In early 2016, the Commonwealth Fund, a private foundation that aims to provide policymakers with research related to healthcare, released a study documenting the projected job loss if the ACA was repealed. These findings are all contingent on which elements of the ACA are repealed and how they are replaced — if they are replaced. That being said, the results paint a bleak economic picture.

A repeal that dismantles the law’s insurance premium tax credits and restricts Medicaid expansion would result in a “$140 billion loss in federal funding for health care in 2019, leading to the loss of 2.6 million jobs” that year alone. If replacement policies weren’t enacted, there would be a $1.5 trillion loss in gross state products, with businesses reducing their monetary output to catastrophic degrees.

This study only takes into consideration the ways cuts in federal funding would reduce the number of healthcare related jobs. A Goldman Sachs report cautioned that “substantial decline in insurance coverage would also likely be associated with a drag on health-care employment and health-care consumption.” The fewer people able to afford healthcare coverage, the less money that exists in the field. This coupled with an extreme reduction in federal funding has the ability to destabilize the entire market.

It’s simple math really. Less insured people, less money in healthcare, fewer jobs to go around.

The skinny repeal — a misnomer if I ever heard one — is more modest than previous proposals. That being said, previous proposals included just getting rid of the ACA with no contingency plan, so the bar was set about as low as it could get. By getting rid of the individual mandate, it would still have a major impact on the insurance market, potentially causing premiums to skyrocket.
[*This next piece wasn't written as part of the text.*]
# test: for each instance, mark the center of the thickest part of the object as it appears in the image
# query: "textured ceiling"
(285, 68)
Additionally, it stands to rattle the general market completely, given that insurer deadlines for setting 2018 rates are mere weeks away. There is no way for insurers to know the final form of the bill before these deadlines hit, forcing them to either set premiums higher now in expectation or leave the individual market altogether. Either way, this would disrupt the field in a way that will have disastrous consequences for both businesses and consumers.

The GOP’s Continuing Gaslighting of the American People

The short of this overwhelming narrative is that repealing key provisions of the ACA, without full replacement procedures, is going to have devastating consequences for millions of citizens — for reasons other than the potential loss of their healthcare.

The loss of funding for so many newly implemented jobs could have devastating effects on the marketplace — especially given that a majority of these jobs functioned as post-grad recruitment opportunities. In this day and age, with college graduates entering the job market to dismal-at-best prospects, dismantling the funding behind an industry that statistically helped pull communities out of the recession is absolutely horrific.

When you consider that many Republicans ran on the message of bringing jobs back to America, one has to wonder how little their respect for their base would have to be to outright lie to their faces.

Repealing the ACA is not only a moral disaster, it is an economic one. If Mitch McConnell and other members of the GOP get their way, they could be sending this country down a path of unprecedented economic downturn. As a country, we’ve been in this position before.

The difference is that now we know exactly who is putting us there.